(1.) THIS is an application by the complainant in a case in which the non-applicants (five in number) have been proceeded against under different sections including 307, Indian Penal Code with the use of fire-arm. The main allegation is that the non-applicants came in a body to the house of the applicant and one of them opened fire from a 12-bore gun injuring the complainant on his leg. He however did not die and recovered after treatment in a hospital. First information report was treated as one under sections 324, 148 and 149 and accordingly the police gave bail after arresting the non-applicants. In course of further investigation the police found that it was a case under section 307, Indian Penal Code also and were presumably preparing to re-arrest the non-applicants Actually, however, no arrest had been made and no forwarding of the arrested persons to a Magistrate.

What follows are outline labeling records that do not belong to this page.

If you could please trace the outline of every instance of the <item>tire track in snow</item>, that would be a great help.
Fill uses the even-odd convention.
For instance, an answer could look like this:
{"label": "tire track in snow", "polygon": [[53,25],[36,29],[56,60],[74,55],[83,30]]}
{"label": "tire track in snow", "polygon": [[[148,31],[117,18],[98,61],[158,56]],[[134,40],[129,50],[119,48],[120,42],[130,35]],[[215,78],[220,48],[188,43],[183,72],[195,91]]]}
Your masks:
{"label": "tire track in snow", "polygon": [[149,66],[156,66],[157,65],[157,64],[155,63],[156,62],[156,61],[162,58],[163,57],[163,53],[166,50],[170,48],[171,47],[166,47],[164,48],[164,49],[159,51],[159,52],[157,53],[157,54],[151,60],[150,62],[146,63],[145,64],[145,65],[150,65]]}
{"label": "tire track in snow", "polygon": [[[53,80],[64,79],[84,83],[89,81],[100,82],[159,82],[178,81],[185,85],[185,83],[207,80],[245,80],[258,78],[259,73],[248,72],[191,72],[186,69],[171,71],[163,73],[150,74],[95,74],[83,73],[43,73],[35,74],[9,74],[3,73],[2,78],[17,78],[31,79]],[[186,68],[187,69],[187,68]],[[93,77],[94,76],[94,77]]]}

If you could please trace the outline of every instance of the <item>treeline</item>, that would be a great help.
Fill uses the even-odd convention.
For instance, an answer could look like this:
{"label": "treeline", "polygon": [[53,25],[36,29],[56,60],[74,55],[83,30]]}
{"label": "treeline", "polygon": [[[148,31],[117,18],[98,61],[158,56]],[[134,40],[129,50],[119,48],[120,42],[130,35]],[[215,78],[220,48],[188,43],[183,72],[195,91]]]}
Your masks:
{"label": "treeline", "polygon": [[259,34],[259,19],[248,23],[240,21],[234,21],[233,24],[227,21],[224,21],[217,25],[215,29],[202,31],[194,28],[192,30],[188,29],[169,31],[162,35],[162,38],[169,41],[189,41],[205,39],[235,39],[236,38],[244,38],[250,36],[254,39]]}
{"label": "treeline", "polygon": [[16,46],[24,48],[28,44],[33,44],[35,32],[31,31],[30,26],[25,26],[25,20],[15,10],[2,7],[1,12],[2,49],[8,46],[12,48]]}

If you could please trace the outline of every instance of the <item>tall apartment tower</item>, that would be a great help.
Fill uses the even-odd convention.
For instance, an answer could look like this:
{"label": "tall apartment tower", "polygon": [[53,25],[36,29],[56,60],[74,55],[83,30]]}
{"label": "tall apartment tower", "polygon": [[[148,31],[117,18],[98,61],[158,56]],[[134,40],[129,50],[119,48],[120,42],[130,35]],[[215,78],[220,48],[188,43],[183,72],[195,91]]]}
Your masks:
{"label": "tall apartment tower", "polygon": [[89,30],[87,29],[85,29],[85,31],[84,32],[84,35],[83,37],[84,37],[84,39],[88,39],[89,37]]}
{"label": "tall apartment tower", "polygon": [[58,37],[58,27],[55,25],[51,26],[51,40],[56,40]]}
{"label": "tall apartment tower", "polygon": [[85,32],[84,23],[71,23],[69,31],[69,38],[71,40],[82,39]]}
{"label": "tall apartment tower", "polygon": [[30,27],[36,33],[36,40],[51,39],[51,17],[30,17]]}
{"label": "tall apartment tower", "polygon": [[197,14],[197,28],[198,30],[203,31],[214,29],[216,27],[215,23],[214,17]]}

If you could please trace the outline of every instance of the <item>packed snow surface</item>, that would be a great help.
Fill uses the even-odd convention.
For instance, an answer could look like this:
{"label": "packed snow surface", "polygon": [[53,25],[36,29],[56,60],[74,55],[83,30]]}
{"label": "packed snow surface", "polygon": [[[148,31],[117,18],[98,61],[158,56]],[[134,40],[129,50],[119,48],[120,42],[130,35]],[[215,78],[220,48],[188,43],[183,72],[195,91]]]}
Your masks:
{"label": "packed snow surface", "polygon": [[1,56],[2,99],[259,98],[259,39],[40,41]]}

(2.) AT that stage the non-applicants went to the Sessions Court and applied for bail. Certainly they were already on bail; but they wanted bail in a case under section 307 which surprisingly enough was granted. In effect this was the grant of what is called the "anticipatory bail", something which has been disapproved by this High Court's judgment reported in State v. Narayan Prasad (1963 MPLJ 429 = 1963 JLJ 390.) The proper course for the Sessions Judge would have been to direct the applicants for bail to go and surrender before the police and after being arrested move the Magistrate for bail. Strictly speaking the Sessions court does not become the "trial Court" till after an order of commitment is passed. However, when the Magistrate refuses bail the Sessions Court can hear applications against that order as the appellate or revisional Court. Thus the order granting bail to these people is an improper one.
(3.) THE prayer now is that the bail granted by the Sessions Court should be cancelled and all these non-applicants remanded to custody to take their chance if they like by making fresh applications for bail.